Saturday, July 12, 2008
This, my friend, is the bread that nearly burnt my face off.
At first look it may appear as humble jalapeño-cheddar bread, lovingly crafted for a prime spot at the dinner table. But looks, my friend, they are deceiving. This bread will own your fucking face.
Apparently the folks at the market thought it would be a game to distract with an artistic sprinkling of sliced jalapeños over the surface, while riddling the dough itself with jalapeño juice and seeds. Oh yes, that's right, the juice and seeds are in the dough. So what happens, you ask? Well let me tell you. You unsuspectingly bite into this monstrous creation masquerading as an appealing artisanal bread, notice a pleasant tingling of heat from the jalapeño, the piquant bite of sharp cheddar, the pleasant crispness of the crust.
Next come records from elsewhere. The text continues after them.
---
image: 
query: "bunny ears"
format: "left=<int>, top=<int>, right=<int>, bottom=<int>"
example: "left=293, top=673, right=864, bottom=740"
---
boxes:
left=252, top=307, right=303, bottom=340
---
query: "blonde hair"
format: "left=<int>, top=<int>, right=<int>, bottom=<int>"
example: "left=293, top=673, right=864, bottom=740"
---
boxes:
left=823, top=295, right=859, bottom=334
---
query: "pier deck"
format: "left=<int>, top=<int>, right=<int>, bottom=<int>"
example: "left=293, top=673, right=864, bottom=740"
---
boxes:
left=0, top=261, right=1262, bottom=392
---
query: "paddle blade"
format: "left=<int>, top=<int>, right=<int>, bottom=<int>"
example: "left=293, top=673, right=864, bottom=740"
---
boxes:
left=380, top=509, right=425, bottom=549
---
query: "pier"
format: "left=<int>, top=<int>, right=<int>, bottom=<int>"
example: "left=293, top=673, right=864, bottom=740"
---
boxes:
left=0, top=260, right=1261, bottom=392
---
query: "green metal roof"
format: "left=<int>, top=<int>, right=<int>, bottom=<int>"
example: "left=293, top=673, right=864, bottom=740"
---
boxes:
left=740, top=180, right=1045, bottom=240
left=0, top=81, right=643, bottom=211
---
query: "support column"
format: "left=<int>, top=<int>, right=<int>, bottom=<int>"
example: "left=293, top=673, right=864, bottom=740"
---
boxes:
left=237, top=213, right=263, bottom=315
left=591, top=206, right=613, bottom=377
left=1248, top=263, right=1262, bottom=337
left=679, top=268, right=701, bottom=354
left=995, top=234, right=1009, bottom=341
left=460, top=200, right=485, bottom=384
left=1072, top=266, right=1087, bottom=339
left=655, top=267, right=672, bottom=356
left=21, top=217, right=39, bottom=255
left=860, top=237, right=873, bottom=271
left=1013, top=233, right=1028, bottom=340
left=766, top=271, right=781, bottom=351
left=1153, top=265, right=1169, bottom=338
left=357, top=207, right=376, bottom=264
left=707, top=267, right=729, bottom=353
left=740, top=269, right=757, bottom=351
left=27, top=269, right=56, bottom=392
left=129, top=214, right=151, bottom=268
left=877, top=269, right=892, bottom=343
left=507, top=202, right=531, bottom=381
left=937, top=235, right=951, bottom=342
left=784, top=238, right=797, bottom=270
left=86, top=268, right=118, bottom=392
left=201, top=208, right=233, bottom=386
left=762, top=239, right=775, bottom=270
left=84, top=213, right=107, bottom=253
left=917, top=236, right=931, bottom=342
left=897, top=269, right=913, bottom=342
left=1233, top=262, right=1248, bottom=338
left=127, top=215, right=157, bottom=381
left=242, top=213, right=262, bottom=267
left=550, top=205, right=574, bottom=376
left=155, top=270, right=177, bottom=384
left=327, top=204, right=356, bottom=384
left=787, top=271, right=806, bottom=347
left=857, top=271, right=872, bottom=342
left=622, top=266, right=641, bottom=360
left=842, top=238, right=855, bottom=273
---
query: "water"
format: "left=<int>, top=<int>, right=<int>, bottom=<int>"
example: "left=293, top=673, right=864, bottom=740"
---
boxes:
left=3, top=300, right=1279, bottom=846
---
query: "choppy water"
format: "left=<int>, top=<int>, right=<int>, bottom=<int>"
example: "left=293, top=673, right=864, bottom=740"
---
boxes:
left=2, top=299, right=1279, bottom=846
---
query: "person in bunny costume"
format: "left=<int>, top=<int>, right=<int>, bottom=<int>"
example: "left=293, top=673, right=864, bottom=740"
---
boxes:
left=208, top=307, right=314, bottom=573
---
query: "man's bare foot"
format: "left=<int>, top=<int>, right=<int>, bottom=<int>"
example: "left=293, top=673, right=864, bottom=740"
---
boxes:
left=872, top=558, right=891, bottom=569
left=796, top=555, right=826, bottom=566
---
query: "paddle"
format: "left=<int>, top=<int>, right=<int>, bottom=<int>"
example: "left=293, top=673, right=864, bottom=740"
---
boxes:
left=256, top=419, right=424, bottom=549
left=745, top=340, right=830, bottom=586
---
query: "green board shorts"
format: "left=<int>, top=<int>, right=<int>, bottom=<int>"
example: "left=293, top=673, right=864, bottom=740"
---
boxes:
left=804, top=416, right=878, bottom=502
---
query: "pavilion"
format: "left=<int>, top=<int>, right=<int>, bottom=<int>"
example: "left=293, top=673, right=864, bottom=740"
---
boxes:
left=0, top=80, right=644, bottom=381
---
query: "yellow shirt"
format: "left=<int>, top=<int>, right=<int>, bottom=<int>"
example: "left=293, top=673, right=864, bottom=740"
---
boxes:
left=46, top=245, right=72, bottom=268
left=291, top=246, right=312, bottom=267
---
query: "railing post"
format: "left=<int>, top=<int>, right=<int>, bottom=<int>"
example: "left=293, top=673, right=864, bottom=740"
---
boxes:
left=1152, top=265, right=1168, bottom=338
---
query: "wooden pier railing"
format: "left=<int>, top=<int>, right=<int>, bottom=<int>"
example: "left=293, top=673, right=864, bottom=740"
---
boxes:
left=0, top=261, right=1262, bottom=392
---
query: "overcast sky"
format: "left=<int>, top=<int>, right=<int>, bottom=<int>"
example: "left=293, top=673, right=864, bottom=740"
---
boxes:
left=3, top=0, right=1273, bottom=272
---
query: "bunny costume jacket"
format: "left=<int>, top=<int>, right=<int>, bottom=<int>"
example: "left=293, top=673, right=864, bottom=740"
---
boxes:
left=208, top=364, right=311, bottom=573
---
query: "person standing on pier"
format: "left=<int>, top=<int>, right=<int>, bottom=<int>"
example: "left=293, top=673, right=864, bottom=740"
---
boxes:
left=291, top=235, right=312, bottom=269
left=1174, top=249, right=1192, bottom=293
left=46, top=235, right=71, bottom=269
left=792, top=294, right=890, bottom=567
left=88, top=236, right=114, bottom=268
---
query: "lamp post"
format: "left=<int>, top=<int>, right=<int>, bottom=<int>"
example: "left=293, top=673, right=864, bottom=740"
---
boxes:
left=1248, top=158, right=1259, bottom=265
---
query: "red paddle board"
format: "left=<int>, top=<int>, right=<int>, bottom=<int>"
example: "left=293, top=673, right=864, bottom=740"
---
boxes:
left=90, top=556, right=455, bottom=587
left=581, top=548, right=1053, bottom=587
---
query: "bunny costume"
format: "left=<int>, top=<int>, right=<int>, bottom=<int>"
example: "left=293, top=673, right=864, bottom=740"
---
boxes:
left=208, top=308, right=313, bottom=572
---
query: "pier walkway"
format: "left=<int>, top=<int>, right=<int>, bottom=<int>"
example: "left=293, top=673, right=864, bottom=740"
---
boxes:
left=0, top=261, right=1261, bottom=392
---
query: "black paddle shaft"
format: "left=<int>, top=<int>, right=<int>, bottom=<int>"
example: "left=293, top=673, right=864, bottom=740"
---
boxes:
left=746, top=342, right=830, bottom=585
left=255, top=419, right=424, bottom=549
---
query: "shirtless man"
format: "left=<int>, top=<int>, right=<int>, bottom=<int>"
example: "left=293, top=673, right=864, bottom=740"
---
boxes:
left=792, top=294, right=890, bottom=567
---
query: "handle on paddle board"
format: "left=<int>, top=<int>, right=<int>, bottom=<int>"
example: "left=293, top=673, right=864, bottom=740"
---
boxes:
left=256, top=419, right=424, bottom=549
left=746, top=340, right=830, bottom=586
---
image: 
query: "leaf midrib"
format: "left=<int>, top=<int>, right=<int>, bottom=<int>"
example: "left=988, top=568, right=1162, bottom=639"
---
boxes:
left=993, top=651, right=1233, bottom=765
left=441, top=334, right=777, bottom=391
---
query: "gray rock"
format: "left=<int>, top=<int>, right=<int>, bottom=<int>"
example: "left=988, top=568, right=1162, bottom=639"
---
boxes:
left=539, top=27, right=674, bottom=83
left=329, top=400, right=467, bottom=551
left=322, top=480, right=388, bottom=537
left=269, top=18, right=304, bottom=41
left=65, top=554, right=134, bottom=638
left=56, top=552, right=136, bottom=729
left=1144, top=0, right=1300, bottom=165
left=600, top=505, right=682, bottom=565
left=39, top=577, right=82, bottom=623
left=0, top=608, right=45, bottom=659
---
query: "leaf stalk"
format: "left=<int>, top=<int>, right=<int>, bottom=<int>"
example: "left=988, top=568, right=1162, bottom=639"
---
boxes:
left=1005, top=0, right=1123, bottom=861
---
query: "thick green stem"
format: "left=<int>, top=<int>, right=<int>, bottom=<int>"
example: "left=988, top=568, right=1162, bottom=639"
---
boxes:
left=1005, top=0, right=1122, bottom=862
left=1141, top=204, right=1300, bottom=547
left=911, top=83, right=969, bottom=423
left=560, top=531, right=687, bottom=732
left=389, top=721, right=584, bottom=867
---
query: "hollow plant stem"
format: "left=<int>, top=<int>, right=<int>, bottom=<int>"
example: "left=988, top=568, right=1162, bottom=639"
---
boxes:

And then you chew. It as at chewing time you realize that pleasant tingle you noticed before is turning into a raging, vengeful fire in your mouth. Within seconds your mouth feels like it may actually burst into flame. Your eyes bug out and you instantly start to sweat. In your haste to grab a glass of milk to quench the hell-like fury you nearly spill an entire gallon of milk.
After guzzling nearly a pint of fat-free milk you notice your husband out of the corner of your eye, still seated at the dinner table, snickering and happily nibbling away on a huge chunk of the devil's own jalapeño-cheddar bread.